L'ascension se révéla rapide, terrible et angoissante. Sans m'en rendre compte, le paysage défilait à vive allure, tiraillé par les bourrasques qui me projetaient toujours plus haut. Les premiers instants d'horreur passés, je me pris à chercher autour de moi des repères visuels. L'église et sa flèche, de la taille d'une allumette, rapetissaient dangereusement sous moi. J'apercevais même le coude du fleuve tourner au loin derrière la forêt. Puis le froid me saisit. Dans ma sérieuse préparation, je n'avais endossé qu'un t-shirt et un bermuda. Mon équipement de navigation se réduisait au minimum : ma casquette et une paire de lunettes de soleil. Ainsi que ma carabine. Mon sang se figea, je me saisis de l'engin malgré mes doigts engourdis et visai le ballon le plus proche. La cible était facile et bien trop fragile : elle éclata. Tandis que mon véhicule, lui, bascula en arrière. Cet après-midi, la ceinture que j'avais nouée autour du dossier de la chaise me sauva la vie. Je glissais en avant, mais finis par me redresser et retrouver mon assiette. Par chance, mon harnais de fortune m'empêchait de suivre le chemin funeste que prenait mon fusil en disparaissant vers la terre ferme. Aussi, je devais me rendre à l'évidence : un ballon de moins ne suffirait pas, et le vent continuait de m'aspirer et de me pousser vers le ciel. Une peur dévorante me prit la gorge devant mon impuissance, d'autant plus que surgit face à moi le pire rouleau de nuages de mon existence. Les miss météo ne s'étaient pas trompées : le temps se gâtait dans des proportions inquiétantes.
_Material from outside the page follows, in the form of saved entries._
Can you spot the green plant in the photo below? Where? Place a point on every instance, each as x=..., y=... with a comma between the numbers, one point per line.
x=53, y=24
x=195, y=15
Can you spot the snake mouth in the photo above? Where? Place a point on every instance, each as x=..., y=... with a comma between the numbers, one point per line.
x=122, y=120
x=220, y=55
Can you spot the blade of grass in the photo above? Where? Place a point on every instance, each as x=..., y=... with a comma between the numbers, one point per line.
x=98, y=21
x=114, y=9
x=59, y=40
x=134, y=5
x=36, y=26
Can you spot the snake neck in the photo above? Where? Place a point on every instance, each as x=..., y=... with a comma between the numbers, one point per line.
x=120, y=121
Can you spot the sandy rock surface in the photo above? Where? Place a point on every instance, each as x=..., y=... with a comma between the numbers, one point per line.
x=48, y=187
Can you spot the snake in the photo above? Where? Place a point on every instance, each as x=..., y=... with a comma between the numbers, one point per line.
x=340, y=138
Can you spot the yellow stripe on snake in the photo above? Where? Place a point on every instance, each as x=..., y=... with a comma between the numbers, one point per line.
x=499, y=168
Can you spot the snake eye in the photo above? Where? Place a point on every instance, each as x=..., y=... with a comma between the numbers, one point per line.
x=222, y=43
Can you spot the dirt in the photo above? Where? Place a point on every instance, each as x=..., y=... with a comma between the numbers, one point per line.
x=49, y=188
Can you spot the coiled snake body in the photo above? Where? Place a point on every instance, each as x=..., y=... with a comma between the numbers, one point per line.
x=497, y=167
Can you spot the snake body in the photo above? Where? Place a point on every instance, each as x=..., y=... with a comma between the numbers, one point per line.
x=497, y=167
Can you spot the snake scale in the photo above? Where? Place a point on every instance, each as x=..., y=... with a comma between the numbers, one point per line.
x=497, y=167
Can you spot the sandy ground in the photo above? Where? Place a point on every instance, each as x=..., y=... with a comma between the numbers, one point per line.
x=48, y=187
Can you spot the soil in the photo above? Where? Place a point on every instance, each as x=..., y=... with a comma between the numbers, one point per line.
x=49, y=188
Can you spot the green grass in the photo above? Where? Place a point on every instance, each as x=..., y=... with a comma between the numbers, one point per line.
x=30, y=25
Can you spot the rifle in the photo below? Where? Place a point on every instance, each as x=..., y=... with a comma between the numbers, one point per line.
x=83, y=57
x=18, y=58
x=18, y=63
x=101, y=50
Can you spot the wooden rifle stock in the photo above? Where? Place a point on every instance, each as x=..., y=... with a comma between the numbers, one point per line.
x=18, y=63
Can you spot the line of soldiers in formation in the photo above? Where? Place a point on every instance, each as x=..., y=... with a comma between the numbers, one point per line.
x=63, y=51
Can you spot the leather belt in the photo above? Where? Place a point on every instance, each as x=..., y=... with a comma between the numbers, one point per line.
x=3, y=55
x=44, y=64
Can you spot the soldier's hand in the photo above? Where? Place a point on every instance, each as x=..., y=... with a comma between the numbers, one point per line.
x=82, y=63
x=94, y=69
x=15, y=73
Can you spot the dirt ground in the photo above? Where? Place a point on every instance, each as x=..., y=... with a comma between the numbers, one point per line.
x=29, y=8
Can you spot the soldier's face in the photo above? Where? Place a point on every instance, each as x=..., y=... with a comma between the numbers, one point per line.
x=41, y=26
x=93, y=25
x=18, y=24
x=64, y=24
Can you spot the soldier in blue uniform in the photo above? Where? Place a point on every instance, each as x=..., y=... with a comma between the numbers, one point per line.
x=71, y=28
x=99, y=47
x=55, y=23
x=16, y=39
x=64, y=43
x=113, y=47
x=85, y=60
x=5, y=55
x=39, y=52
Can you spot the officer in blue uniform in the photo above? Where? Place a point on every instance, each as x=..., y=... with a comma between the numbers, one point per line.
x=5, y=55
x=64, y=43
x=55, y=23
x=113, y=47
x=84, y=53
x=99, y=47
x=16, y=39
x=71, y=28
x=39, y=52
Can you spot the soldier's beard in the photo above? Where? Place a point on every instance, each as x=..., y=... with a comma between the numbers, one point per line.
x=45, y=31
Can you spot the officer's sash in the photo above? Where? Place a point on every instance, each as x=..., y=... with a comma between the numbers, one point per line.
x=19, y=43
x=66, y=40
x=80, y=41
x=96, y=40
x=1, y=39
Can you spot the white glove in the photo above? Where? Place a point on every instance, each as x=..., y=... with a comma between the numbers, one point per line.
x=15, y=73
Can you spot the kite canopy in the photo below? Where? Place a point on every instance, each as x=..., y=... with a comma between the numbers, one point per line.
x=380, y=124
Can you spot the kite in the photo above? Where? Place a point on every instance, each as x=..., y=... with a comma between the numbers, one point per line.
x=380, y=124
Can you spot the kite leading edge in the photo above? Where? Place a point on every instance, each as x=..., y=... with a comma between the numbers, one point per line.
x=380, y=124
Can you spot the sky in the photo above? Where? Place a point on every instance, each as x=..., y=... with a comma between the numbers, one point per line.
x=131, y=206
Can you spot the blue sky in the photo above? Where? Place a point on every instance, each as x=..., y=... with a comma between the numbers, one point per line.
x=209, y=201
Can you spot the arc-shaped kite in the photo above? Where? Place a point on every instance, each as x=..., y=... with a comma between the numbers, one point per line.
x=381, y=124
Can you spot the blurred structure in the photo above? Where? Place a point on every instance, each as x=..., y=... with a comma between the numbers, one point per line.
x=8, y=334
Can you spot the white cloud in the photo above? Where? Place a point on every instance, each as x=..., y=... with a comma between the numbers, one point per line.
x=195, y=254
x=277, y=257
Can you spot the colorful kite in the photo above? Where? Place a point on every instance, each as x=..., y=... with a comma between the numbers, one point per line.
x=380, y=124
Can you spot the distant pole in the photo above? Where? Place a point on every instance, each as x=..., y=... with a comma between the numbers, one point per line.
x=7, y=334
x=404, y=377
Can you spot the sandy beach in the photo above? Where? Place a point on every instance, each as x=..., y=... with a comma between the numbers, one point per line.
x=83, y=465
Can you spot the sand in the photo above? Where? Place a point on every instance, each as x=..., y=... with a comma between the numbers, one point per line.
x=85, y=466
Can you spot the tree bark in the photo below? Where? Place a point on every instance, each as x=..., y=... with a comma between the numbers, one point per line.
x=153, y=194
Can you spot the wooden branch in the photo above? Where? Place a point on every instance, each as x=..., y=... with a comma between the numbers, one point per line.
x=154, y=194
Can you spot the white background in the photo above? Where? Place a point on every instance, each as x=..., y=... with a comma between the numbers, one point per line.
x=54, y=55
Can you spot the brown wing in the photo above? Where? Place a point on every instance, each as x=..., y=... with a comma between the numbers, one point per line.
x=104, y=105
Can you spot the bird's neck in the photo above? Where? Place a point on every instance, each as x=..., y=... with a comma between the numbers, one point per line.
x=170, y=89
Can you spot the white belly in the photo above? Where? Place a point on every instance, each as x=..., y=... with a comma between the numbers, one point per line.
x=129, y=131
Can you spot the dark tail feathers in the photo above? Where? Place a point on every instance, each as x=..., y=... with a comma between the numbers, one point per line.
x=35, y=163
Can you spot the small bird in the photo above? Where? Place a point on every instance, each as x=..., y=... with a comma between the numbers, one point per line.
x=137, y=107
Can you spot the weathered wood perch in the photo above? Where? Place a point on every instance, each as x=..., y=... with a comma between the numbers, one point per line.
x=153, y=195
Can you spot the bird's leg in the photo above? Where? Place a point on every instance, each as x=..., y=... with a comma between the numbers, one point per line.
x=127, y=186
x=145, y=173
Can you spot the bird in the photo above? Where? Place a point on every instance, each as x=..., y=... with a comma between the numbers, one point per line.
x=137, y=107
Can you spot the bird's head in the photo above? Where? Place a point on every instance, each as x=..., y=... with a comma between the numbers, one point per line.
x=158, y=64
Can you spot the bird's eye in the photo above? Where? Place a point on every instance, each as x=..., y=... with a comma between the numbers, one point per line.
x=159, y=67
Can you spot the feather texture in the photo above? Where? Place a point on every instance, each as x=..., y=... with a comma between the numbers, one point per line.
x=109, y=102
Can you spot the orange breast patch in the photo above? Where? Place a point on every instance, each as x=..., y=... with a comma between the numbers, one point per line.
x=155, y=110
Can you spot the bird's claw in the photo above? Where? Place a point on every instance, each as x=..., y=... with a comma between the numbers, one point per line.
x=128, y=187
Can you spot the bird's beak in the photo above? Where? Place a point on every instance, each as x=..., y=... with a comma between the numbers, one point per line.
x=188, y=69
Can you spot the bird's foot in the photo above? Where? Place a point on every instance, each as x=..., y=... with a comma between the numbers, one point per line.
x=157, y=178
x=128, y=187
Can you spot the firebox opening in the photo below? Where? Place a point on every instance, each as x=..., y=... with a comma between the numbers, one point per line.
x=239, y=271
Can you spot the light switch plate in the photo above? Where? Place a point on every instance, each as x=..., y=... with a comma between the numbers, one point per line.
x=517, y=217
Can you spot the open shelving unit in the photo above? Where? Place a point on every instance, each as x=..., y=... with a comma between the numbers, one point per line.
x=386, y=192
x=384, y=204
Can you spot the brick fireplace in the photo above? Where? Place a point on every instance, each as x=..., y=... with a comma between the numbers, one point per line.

Le front de rafales se tenait encore loin, mais s'étalait sur plusieurs kilomètres. Il se déroulait dans les airs, assombrissant la terre et crevant l'azur au-dessus de ma tête. Bientôt, il me rattrapa, plein de rage et de fureur, gris comme l'acier et noir comme la suie ; il me dévora sans crier gare, tel un vulgaire moucheron.
Je crus mourir.
Je ne voyais plus rien, je me trouvais en pleine nuit, glacé jusqu'aux os par une grêle aveuglante. Je hurlais, tétanisé sur ma chaise de jardin ballottée par des tornades perfides. Un vent monstrueux s'engouffrait dans ma bouche, il tentait de m'étouffer et mugissait sa colère tandis que mes larmes se noyaient sous des gouttes scélérates.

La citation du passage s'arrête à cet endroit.